The pathogenesis of primary pulmonary hypertension syndrome is most likely autoimmune, as evidenced by the frequent development of plexogenic pulmonary arteriopathy in patients with proven autoimmune diseases (scleroderma, rheumatoid polyarteritis, goiter Hashimoto, primary biliary cirrhosis of the liver, etc.), as well as characteristic stenosis. arteries.

The role of hormones in the pathogenesis of plexogenic pulmonary arteriopathy is not ruled out, which is confirmed by the development of this disease in women of reproductive age, as well as during pregnancy and when taking oral contraceptives.

In the 70s. in Western Europe, cases of plexogenic pulmonary arteriopathy have been reported in women who used aminorex, in a chemical formula similar to epinephrine, to reduce weight.

Often, the diagnosis of primary pulmonary hypertension syndrome is made to patients with congenital malformations of the pulmonary artery and heart.

Morphological changes in the syndrome of primary pulmonary hypertension are characterized by the development of: atherosclerosis of the large branches of the pulmonary artery; fibrosis and muscle hypertrophy of the branches of the pulmonary artery of medium and small caliber.

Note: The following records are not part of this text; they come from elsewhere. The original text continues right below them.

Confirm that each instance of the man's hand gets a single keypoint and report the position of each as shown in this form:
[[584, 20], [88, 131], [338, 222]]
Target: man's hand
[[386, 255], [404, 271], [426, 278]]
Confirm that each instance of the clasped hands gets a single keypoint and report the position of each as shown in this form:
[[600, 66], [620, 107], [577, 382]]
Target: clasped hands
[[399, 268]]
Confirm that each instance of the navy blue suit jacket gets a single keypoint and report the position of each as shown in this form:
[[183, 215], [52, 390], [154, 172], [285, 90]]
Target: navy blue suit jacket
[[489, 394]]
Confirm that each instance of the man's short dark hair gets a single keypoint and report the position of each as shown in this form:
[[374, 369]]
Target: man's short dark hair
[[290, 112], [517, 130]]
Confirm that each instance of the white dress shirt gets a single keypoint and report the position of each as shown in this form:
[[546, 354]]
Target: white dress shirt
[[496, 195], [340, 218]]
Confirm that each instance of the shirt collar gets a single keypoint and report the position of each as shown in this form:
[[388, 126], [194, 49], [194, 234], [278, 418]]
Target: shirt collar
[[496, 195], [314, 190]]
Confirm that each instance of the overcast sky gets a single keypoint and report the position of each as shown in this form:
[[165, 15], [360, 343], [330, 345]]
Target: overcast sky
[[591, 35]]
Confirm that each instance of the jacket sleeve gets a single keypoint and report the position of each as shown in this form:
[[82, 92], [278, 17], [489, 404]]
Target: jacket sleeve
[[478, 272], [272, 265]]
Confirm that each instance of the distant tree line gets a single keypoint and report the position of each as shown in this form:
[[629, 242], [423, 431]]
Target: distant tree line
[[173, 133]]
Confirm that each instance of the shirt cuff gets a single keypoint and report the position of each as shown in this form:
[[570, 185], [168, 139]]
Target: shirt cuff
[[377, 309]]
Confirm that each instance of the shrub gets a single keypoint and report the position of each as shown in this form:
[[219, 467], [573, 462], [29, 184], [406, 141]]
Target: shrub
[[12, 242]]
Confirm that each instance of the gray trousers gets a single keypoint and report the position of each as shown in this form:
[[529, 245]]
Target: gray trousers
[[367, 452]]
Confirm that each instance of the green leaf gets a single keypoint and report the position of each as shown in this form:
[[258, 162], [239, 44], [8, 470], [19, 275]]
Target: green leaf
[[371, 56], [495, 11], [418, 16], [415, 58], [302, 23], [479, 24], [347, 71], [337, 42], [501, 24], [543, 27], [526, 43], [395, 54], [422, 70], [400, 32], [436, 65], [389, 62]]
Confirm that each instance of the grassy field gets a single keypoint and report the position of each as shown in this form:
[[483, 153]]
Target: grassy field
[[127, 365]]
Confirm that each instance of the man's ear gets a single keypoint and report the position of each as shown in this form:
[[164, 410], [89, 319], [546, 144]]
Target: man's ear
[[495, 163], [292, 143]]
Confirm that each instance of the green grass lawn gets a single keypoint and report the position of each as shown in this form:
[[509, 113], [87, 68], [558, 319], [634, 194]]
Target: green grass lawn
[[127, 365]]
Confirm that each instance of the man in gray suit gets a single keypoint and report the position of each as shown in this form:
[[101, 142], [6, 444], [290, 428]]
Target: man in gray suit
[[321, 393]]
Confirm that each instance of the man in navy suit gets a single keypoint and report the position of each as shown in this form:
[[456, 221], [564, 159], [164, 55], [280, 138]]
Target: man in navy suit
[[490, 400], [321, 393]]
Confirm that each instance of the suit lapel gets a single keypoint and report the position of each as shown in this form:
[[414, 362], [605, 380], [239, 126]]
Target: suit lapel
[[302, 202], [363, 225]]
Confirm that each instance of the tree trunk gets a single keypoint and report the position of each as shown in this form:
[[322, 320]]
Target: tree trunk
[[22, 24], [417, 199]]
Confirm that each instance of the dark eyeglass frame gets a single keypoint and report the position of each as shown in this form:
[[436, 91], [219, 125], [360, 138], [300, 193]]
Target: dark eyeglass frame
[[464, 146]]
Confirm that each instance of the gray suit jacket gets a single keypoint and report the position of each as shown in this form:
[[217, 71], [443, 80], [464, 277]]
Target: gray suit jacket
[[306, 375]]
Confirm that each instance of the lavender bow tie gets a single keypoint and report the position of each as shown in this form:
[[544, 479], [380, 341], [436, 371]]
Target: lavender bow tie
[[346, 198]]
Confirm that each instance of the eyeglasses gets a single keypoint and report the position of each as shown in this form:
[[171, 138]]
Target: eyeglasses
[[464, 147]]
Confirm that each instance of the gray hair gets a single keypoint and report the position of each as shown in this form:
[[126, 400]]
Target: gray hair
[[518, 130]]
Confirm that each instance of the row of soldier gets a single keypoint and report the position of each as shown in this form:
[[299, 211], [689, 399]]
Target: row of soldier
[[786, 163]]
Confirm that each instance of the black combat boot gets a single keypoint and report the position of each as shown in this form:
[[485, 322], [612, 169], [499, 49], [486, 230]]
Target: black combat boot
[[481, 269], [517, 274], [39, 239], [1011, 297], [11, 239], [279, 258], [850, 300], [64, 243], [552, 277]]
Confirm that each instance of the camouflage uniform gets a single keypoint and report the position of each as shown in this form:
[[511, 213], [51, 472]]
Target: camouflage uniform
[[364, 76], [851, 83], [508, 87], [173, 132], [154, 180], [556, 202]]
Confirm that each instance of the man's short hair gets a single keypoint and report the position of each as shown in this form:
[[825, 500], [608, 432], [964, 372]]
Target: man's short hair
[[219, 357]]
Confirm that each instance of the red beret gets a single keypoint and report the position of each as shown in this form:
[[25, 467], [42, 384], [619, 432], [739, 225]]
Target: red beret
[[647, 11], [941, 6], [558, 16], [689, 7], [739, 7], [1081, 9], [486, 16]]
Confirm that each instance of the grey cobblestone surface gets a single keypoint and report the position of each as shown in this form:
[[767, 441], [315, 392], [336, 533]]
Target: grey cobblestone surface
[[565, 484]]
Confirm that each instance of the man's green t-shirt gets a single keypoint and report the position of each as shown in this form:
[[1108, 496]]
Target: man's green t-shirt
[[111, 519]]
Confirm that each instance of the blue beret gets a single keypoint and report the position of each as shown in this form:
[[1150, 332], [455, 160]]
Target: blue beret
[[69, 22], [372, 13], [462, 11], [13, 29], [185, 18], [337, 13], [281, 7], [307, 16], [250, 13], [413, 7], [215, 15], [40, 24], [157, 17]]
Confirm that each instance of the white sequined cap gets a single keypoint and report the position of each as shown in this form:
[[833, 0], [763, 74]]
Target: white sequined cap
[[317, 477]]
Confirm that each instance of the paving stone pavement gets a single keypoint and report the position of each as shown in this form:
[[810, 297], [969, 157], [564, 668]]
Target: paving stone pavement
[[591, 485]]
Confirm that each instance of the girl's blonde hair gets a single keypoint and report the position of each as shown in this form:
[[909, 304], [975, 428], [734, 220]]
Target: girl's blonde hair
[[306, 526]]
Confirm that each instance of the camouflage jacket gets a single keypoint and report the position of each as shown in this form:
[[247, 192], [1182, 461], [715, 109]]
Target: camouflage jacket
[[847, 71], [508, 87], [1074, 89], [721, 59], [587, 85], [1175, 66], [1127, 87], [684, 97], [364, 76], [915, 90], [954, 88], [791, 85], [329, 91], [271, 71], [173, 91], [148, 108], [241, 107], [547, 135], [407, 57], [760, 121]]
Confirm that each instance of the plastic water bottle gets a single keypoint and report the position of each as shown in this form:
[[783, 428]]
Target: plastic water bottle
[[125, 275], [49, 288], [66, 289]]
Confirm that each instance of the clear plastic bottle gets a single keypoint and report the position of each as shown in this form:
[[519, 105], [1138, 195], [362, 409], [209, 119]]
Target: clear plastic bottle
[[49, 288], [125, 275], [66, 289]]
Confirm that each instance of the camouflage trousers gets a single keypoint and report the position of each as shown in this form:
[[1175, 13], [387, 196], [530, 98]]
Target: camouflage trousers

Microscopic examination reveals a spectrum of changes corresponding to different stages of the progression of plexogenic pulmonary arteriopathy in the form of muscularization of the pulmonary artery, migration of dark muscle cells into intima, proliferation of intimal cells and transformation into myofibroblasts, the formation of plexogenic structures, dilatations (microaneurysms) and ruptures of microaneurysms, the development of fibrinoid .

Secondary pulmonary hypertension syndrome develops in chronic lung diseases, as well as in chronic left ventricular heart failure and repeated pulmonary thromboembolism. In the lungs, pneumosclerosis develops, and with stagnation of venous blood, pulmonary vasculitis and embolism, hemosiderosis joins.

In recent years, the development of pulmonary hypertension syndrome in chronic liver diseases, as well as chronic viral infections, has been of great interest.